Improv Theater For Virtual Onboarding: How Improv Games Can Be Utilized For Effective Learning
With the development of technology, virtual collaboration has become more and more popular in the recent years, especially at the workplace. According to a report published in 2011, around 79% of the U.S. workers prefer to work from home and are comfortable holding a job where at least part of the time they work within a virtual workplace. The time is ripe to take advantage of this mind shift, and many forward-looking organizations have started adopting different approaches for efficient group work and best practices of collaboration into virtual settings. But just like face-to-face meetings, meetings in virtual workplace have their own advantages and challenges. In virtual environments, the non-verbal elements are limited. The lack of personal face-to-face communication is a gap that has to be overcome in all types of virtual workplace environments. So, organizations are now facing new challenges to get virtual teams onboard where it is essential to emphasize the interpersonal dynamics of virtual onboarding collaboration and establish practices for team building.
Improvisational theater games are traditionally used as an ice-breaker for theater actors to feel comfortable with other actors as well as the script of the play. The skills and processes of this technique can be introduced at the beginning or at the end of a team setting in a virtual environment to initiate communication and encourage collaboration. This can be an educational tool to develop communication skills, creative problem solving, and supportive teamwork abilities. The rules of improvisational theater, or “Improv” as it is often called, are:
- Don’t hesitate.
- Pay attention.
- Never block or negotiate.
- Always add something positive.
- Don’t be scared of silence.
Following these rules, elements of Improv can be successfully transferred from real-life settings in to virtual team sessions.
Case Study: Berlin School Of Economics And Law
An interesting experiment to adapt the elements of Improv for increasing interactivity and communication of a group of learners was conducted by the Berlin School of Economics and Law for learners who were given internships all over the world.
- A 3D learning environment was created and students met on a weekly basis for 90 minutes live in the virtual environment in form of avatars, which digitally represented the participant’s body.
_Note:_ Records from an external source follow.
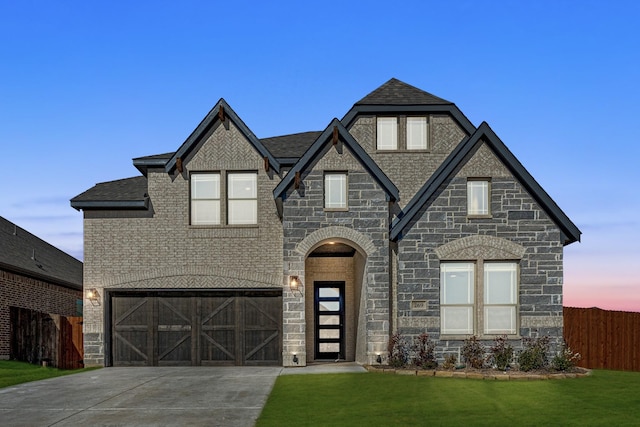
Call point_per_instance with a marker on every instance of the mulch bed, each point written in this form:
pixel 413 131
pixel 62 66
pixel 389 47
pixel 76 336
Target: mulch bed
pixel 482 374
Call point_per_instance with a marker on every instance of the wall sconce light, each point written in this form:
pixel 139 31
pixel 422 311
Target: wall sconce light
pixel 295 284
pixel 93 296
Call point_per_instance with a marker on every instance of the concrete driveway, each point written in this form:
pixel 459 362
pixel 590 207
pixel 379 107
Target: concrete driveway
pixel 166 396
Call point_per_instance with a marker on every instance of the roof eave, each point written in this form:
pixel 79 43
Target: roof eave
pixel 451 109
pixel 206 123
pixel 43 277
pixel 110 204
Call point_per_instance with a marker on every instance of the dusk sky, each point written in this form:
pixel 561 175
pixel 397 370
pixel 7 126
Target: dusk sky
pixel 85 86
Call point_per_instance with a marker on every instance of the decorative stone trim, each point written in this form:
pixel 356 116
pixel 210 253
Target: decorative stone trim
pixel 480 247
pixel 364 244
pixel 499 376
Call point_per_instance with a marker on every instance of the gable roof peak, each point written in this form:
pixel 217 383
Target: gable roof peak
pixel 396 92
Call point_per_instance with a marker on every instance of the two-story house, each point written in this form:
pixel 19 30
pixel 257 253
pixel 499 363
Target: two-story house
pixel 401 216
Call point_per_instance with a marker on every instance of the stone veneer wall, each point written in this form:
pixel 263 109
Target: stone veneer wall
pixel 21 291
pixel 364 226
pixel 517 221
pixel 164 251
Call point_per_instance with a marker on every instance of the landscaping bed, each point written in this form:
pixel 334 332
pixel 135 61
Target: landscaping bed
pixel 482 374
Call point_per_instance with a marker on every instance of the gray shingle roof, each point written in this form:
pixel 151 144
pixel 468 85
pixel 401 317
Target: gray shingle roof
pixel 293 145
pixel 22 252
pixel 128 193
pixel 395 92
pixel 484 134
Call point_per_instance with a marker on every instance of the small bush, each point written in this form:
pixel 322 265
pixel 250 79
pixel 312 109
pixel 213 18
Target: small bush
pixel 501 353
pixel 424 349
pixel 450 361
pixel 398 351
pixel 534 353
pixel 566 359
pixel 473 352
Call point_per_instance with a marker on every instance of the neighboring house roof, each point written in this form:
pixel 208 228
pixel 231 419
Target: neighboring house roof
pixel 396 97
pixel 223 111
pixel 23 253
pixel 129 193
pixel 484 133
pixel 358 152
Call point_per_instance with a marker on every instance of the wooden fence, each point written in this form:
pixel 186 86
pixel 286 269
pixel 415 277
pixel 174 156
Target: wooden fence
pixel 42 338
pixel 605 339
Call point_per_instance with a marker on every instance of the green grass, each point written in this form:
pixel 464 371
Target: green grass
pixel 12 372
pixel 377 399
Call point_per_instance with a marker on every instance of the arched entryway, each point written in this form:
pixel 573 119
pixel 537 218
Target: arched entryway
pixel 334 272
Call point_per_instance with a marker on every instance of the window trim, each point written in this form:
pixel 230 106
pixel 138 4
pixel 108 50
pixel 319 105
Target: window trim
pixel 223 201
pixel 228 198
pixel 427 130
pixel 397 141
pixel 488 213
pixel 192 199
pixel 479 304
pixel 344 208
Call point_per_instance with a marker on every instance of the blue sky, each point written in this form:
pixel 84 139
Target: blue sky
pixel 85 86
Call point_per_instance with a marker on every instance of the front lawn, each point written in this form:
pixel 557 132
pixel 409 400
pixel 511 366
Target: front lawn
pixel 377 399
pixel 12 372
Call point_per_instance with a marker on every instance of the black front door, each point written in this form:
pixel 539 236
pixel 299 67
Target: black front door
pixel 329 320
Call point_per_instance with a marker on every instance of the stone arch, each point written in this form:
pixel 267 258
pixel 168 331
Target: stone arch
pixel 346 235
pixel 480 247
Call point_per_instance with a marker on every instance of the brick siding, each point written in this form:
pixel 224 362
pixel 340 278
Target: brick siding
pixel 20 291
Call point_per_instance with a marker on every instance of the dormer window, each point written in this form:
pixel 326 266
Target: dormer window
pixel 387 133
pixel 402 133
pixel 416 133
pixel 478 197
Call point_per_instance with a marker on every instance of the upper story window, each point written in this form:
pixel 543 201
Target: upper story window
pixel 387 133
pixel 205 199
pixel 484 304
pixel 478 197
pixel 416 133
pixel 242 195
pixel 335 190
pixel 402 133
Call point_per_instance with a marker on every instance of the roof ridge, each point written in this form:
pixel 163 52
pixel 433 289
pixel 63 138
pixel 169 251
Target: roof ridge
pixel 397 92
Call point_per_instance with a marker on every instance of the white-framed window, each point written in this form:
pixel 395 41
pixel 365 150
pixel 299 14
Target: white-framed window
pixel 205 199
pixel 457 296
pixel 478 197
pixel 387 133
pixel 242 198
pixel 500 297
pixel 335 190
pixel 479 304
pixel 417 133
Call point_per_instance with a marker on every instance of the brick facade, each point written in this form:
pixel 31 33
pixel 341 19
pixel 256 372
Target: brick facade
pixel 21 291
pixel 392 282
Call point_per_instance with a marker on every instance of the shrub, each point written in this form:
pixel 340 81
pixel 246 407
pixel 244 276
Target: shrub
pixel 450 361
pixel 473 352
pixel 424 349
pixel 566 359
pixel 398 351
pixel 501 353
pixel 534 353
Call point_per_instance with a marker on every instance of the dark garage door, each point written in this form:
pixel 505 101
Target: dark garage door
pixel 194 329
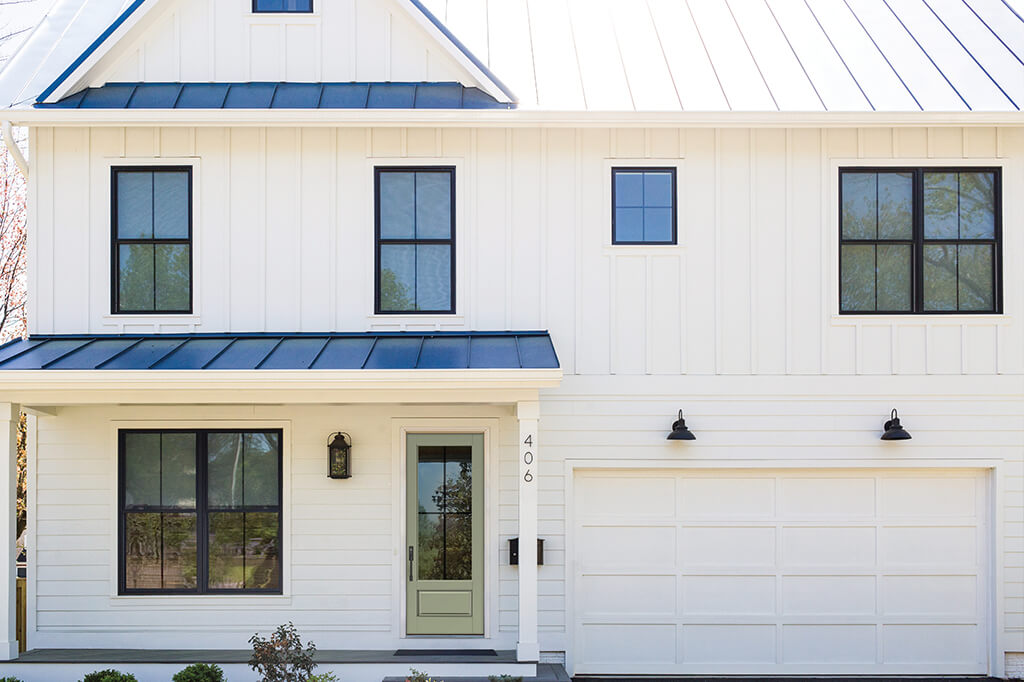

- Their new area of work forced them to enter not only geographically but also professionally, interpersonally, and intercultural uncharted territory. They were required to report on their work experience and reflect on one topic of the class like dealing with difficult people, networking, culture at work, dress code, and so on in a weekly blog post using the Learning Management System.
- The virtual environment presented a classroom situation with very familiar-looking avatars that learners could relate to. In the virtual class, each student presented their internship in the form of a few slides.
- A major part of each virtual session is to practice role play with the students. The students picked one situation they had observed or wanted to solve, and described the role play situation at the end of their presentation. On account of the immersion effect, role played work really well in 3D environments; students felt less embarrassed to slip into roles.
- The concentration on the spoken word is a big advantage of playing roles with avatars. Students focused on the conversation, built arguments, and learnt to deal with problem situations in an assertive way.
- Before launching the virtual session, instructors decided to identify the Improv games suitable for each weekly supervision topic. Technical limitations were taken into consideration. The conditions of the virtual room and the movement limits of the avatar were accounted for. For instance, the body of an avatar could walk, run, jump, clap, use voice, and chat. But more complex expressions could not be included: For instance, it was impossible to smile, look grumpy, move arms, or take a bow.
- The instructors could include and successfully implement a number of Improv games:
- Animal Associative Circle: Learners take up the role of an animal they most associate themselves with and share adjectives common between the individual and the animal.
- Childhood Dream: Wild dreams of the childhood are shared, and this was a free-wheeling exercise to explore the many possibilities for us as individuals.
- Disaster And Solution: Learners are paired, and one of them is asked to share some disaster situations faced in the course of work. The other agrees and tries to find a solution to the problem.
- Fairytale Storytelling: A learner is invited to start telling a story – preferably one that all others know in the group. Fairytales work best for most learners, as they are entertaining and well-remembered. While the learner is telling the story, the instructor calls out the name of another learner who has to continue it, to the best of ability.
- ABC Story: A work-related topic is identified, and learners are asked to share a line each – the first one starting with A, the second with B, the third with C, and so on.
The overall learning outcomes of the practice sessions were definitely enriched by the improvisational games. The learners were able to evaluate their own learning experiences during the internship, along with their peers. They were able to understand the value and communication rules of professional feedback. It was a great place to practice presentation skills to share the learning experiences in a virtual group and environment. Through interesting games, they were also able to hone problem-solving techniques. But the icing on the cake was evidently the fun they had while at it! This experiment, while being a totally new concept, was a resounding success.